Pour les organisateurs, «l’initiative régionale sur la rareté de l’eau vient soutenir les pays membres de l’Organisation des Nations unies pour l’alimentation et l’agriculture (FAO) en vue d’identifier les domaines d’action prioritaires dans la gestion de l’eau dans le domaine agricole qui peuvent contribuer sensiblement à accroître la productivité agricole, améliorer la sécurité alimentaire et utiliser durablement les ressources en eau.»

Pour Jean-Marc Faurès de la division des terres et des eaux de la FAO, «cette initiative s’inscrit dans le cadre d’une série de rencontres qui se dérouleront dans les six pays pilotes. La région Mena soufre d’un déficit alimentaire et la gestion de l’eau devient centrale. Quelque 80% des prélèvements d’eau vont à l’agriculture.»
Abderrahim Houmy, secrétaire général du HCEFLCD, ne dit pas le contraire. «Les ressources en eau se font rares et la demande ne cesse d’augmenter dans la région méditerranéenne. La rive Sud ne dispose que de 6% des ressources en eau de la région. À l’avenir, nous devons assurer une production agricole durable dans un contexte de pénurie d’eau.»

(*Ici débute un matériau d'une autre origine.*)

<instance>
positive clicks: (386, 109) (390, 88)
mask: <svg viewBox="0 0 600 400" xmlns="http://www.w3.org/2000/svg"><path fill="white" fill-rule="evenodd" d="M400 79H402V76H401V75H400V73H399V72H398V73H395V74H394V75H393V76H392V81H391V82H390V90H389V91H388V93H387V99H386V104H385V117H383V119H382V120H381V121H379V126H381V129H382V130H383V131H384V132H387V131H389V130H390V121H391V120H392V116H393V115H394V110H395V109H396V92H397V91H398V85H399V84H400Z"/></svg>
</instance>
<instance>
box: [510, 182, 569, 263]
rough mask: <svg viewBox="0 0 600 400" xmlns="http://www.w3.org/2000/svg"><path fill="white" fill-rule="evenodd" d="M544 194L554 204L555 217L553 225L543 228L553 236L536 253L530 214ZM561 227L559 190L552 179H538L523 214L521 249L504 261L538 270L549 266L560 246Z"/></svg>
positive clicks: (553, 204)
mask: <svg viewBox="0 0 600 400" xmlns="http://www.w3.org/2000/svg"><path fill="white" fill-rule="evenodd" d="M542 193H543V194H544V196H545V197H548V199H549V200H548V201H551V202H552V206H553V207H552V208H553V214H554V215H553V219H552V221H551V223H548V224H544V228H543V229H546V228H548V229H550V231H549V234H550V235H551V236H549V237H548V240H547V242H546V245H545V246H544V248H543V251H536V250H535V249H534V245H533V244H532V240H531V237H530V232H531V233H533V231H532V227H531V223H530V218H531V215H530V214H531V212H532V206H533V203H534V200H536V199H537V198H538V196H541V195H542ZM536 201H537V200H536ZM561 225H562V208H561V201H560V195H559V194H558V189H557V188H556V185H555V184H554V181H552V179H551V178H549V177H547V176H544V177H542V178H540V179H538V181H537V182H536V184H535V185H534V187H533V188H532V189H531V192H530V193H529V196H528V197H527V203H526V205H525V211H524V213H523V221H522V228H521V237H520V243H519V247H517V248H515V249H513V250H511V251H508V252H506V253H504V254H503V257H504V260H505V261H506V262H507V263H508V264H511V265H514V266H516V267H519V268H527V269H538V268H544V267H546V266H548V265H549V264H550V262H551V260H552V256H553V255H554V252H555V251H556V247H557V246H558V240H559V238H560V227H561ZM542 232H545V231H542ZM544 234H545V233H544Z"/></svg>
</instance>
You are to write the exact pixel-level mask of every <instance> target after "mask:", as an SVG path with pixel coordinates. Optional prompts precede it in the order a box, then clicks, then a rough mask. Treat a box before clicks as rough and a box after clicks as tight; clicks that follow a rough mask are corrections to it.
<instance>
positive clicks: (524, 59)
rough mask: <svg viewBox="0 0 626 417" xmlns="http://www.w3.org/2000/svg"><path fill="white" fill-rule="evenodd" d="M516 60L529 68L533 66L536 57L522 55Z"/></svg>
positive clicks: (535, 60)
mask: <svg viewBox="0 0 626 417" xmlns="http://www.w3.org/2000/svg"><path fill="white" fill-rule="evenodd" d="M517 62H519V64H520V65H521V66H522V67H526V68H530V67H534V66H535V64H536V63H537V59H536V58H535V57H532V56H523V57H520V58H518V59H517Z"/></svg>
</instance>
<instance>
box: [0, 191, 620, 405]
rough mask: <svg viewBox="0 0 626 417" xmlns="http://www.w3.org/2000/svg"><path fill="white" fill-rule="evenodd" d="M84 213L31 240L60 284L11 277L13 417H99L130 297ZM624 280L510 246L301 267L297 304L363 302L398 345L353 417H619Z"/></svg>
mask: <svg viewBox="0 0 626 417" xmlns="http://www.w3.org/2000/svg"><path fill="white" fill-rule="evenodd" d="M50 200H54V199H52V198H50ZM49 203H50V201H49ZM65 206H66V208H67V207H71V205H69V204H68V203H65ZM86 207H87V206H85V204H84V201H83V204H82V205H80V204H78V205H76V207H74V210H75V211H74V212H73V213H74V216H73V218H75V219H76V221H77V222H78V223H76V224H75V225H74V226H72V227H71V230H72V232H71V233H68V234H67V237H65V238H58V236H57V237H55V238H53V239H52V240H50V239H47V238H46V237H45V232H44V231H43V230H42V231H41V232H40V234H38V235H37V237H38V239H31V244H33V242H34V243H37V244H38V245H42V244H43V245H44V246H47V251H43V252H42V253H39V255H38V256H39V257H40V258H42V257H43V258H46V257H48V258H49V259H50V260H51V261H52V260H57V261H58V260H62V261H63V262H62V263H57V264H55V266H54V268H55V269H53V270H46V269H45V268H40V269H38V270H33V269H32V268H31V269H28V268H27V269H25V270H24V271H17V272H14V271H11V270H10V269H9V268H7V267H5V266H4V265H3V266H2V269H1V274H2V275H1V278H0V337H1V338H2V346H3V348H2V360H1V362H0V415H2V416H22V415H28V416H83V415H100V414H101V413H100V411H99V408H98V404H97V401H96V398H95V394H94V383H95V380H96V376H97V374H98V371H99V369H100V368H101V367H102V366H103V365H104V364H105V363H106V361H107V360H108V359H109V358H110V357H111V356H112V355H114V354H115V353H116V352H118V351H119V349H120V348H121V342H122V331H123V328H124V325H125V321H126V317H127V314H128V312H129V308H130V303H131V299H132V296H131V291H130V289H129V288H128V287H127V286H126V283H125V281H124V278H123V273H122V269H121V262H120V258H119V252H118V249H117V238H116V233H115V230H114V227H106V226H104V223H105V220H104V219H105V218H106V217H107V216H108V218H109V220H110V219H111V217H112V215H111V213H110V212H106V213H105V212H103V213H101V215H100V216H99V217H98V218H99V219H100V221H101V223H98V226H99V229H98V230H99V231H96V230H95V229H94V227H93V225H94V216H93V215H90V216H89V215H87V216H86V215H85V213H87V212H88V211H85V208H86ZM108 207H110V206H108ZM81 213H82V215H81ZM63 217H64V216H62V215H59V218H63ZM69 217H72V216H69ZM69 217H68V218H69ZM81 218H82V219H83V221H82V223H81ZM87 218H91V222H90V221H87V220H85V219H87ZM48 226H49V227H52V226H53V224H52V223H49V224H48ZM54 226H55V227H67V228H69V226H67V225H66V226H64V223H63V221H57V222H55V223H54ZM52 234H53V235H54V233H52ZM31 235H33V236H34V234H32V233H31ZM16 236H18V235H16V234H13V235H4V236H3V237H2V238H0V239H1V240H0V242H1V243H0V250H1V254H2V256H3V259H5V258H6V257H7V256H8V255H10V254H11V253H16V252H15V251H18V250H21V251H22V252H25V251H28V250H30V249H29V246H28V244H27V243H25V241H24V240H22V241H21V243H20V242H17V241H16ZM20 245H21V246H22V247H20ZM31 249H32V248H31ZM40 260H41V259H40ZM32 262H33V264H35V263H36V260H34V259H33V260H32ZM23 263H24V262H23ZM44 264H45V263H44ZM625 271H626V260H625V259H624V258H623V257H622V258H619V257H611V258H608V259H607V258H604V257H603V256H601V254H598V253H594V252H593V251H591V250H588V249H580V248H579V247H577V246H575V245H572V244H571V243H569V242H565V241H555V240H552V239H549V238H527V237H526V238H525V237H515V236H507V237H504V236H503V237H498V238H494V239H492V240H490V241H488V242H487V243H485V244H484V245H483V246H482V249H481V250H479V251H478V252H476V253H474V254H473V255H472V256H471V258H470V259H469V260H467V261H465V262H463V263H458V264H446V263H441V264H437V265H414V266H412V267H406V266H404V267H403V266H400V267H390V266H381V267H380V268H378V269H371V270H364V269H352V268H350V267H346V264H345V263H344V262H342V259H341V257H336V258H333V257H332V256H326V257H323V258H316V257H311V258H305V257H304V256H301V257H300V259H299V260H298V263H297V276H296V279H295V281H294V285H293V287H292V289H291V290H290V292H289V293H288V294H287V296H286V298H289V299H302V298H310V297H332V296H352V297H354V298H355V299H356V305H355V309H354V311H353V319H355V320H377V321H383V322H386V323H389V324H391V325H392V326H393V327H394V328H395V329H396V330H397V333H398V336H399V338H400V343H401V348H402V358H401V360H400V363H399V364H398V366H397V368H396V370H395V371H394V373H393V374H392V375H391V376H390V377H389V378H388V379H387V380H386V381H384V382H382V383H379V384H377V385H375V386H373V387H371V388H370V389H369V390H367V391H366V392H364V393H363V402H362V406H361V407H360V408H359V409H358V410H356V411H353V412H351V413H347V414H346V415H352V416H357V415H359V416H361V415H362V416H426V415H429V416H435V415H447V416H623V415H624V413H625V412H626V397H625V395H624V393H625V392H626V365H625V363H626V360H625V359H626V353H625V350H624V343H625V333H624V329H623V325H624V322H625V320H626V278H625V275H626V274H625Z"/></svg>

Trois méthodes d'évaluation

L’objectif de cette initiative de la FAO est de procéder à une évaluation nationale en utilisant trois méthodes d’évaluation novatrices pour analyser les coûts associés à l’approvisionnement alimentaire national, en fonction de la disponibilité et de l’utilisation des ressources en eau. Primo, une comptabilité rapide de l'eau qui passera en revue les ressources en eau du pays, les possibilités pour l’amélioration de l’utilisation efficace de l'eau dans l'agriculture, combinée à une révision de la politique et de l’environnement institutionnel qui soutiennent la gestion des ressources en eau. Secundo, une approche de la courbe des coûts de l'approvisionnement alimentaire qui analyse les options nationales d'approvisionnement alimentaire et examine les options de gestion de l'eau agricole en termes de coûts et d'avantages attendus. Tertio, une analyse de l’écart des connaissances, en se concentrant sur les conclusions fondées sur des preuves, des causes des succès ou des échecs des politiques, stratégies et programmes antérieurs relatifs à la gestion de l'eau pour l'agriculture.
Pendant que les experts se penchent pour apporter des solutions à la pénurie d’eau au Maroc qui se profile à l’horizon 2020 selon le Plan bleu, les fossoyeurs de l’environnement continuent leur besogne.
L’irrigation via le goutte-à-goutte dans des zones côtières a aussi fait des dégâts. La réduction des nappes phréatiques a favorisé l’avancée des eaux marines souterraines entraînant une salinisation des sols. Une situation qui a poussé plusieurs villageois à quitter leurs terres. Ce spectacle qui s’est déroulé dans la région d’El-Jadida devrait se renouveler dans la région de «Mnasra» près de Moulay Bouselham et dans les plaines du Haouz et de Saïz. «Depuis 30 ans, l’agriculture marocaine s’est orientée vers l’exploitation des eaux souterraines tandis que l’alimentation des nappes phréatiques n’a pas suivi. Si les exploitants agricoles continuent dans ce rythme, la nappe phréatique de la région d’El Haouz va être épuisée dans les dix ans à venir. Il ne faut pas insister sur la productivité, mais il faut voir ce que ce mode de production engendre comme dégâts environnementaux», a indiqué Christine Werner, experte de la coopération technique allemande (GIZ) au programme d’appui à la gestion intégrée des ressources en eau (AGIRE) au Maroc.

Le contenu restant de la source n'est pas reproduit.